For perspective on this complex question, it helps to return to 1974 and the nomination of another woman, Alice Rivlin, to head the Congressional Budget Office.
As Rivlin tells the story, the office had just been created, she was selected by a search committee -- and the House Budget Committee chairman made clear his adamant, gender-based opposition.
"Over his dead body was a woman going to run this organization," Rivlin recalled at an Atlantic magazine "Women of Washington" lecture last year.
No one would say that today. No one, I'd venture, would even think it. A woman, after all, has been secretary of state for all but four of the last 16 years. During the male interregnum, the job was held by a black man. House Republicans are getting well-deserved grief right now because of the absence of women among committee chairs.
But to note the progress women have made is not to say that the problem of sexism has been erased. It persists in the shadows of consciousness. Its manifestations are more subtle than the over-my-dead-bodyism of Rivlin's experience.
The public dialogue has moved from denying any gender differences to celebrating them, to the advantage of women. Consider the self-congratulatory discussion over the record 20 women set to serve as senators next year. "Women tend to be problem-solvers; we work together," Minnesota Democrat Amy Klobuchar told CBS. "They didn't get there by swaggering around, they got there by getting things done."
A lapsed political consultant, male, told me that the one candidate who might lure him back into the field would be a woman presidential nominee -- because, he said, it will take a female president to solve the country's problems.
The model of female leader has morphed from Iron Lady to soft power. And the controversy over Rice stems in part from the fact that she does not fit comfortably into this model of collegial, nurturing, division-healing woman.
The adjectives used to describe her are fraught with sexist undertones. Blunt. Sharp-elbowed. Driven. Egotistical. Some of these terms come from her friends. No one thinks she would win Miss Congeniality.
Writing on ForeignPolicy.com, Rice's Clinton administration colleague David Rothkopf called her "hardheaded and prickly." But, Rothkopf added, "The nonsense that she is somehow not qualified for the job is indefensible. ... As for her temperament, raising it is pure sexism. Why is she called abrasive, when clearly, similar toughness was hailed in our most powerful and respected secretaries of state -- from Henry Kissinger to George Shultz to James Baker?"
It goes too far to say "pure sexism," but I think gender plays a role, however subconscious. My analysis assumes that the Rice critique does not stem solely from her comments on a single Sunday morning of talk-show rounds.

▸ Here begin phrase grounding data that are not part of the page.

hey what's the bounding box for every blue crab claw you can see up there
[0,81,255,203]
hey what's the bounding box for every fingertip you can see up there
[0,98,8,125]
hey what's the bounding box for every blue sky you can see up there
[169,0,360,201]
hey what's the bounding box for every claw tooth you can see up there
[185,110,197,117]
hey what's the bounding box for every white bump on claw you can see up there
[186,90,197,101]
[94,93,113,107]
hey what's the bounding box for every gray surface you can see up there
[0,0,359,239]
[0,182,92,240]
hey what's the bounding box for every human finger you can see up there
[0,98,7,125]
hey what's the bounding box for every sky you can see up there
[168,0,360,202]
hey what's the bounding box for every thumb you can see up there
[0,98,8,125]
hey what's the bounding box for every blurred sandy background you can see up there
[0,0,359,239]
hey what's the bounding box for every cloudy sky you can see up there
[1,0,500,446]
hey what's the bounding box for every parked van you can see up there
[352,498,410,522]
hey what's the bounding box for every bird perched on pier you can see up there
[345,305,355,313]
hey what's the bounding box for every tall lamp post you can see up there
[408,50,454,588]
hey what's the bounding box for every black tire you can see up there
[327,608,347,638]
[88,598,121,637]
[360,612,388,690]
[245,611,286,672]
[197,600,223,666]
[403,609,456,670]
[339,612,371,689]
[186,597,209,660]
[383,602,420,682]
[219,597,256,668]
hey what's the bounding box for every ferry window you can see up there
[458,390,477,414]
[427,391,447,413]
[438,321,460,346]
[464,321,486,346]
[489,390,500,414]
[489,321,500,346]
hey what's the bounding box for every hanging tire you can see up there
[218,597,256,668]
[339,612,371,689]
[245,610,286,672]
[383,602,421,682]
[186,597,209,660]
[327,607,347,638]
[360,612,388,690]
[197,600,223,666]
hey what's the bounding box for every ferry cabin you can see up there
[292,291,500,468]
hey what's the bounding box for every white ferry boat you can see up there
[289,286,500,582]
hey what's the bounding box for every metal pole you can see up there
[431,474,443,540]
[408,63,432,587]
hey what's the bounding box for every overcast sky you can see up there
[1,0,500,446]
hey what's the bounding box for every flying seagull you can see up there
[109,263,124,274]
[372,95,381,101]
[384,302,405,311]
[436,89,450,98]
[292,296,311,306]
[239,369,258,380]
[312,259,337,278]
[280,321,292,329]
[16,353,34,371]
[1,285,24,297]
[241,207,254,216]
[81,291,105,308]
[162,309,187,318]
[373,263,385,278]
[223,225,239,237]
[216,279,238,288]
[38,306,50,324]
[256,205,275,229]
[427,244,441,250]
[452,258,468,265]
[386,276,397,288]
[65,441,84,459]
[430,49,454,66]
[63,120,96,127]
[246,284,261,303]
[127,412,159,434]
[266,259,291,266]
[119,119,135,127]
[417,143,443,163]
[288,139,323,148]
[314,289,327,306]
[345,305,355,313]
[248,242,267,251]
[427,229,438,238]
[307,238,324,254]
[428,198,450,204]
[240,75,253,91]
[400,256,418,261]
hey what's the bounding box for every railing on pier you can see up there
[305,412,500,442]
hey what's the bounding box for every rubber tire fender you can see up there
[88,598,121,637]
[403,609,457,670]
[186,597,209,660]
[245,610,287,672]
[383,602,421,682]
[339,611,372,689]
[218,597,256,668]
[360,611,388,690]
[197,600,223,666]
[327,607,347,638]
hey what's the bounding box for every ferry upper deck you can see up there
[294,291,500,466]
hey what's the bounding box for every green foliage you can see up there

Something more is going on here: A touch of chummy old-boy (and old-girl, for that matter) networkism in support of Senate colleague John Kerry. A residue of bristling over previous encounters (see Rice's tart 2008 comments about then-GOP presidential nominee John McCain).
A bit of Rice battle as proxy war for taking on the president himself. An effort at inoculation with the GOP base, or maneuvering to win another GOP Senate seat if Kerry is chosen. The legacy of Rice neglecting to assiduously cultivate senators and other allies -- an art at which her female would-be predecessors excelled.
And also sexism, albeit of a modern, less overt variety. Let's face it: Society has more tolerance for men behaving badly than for women.
Men with problems working well with others can get dinged -- see Richard Holbrooke, to whom Rice famously flipped the bird at one meeting, and whose outsized personality interfered with his ambitions. But women are granted even less space for bad behavior or foul language.
Race feels like less of a factor, but I wonder whether, to some critics, her aggressiveness edges into insolence. Thinking about Rice brought to mind Obama's description, in "Dreams from My Father," of how he learned as a young black man that people "were satisfied so long as you were courteous and smiled and made no sudden moves."
There is a double standard at work here, more nuanced and less intentional, but at the same time more insidious than what Rivlin confronted nearly four decades ago.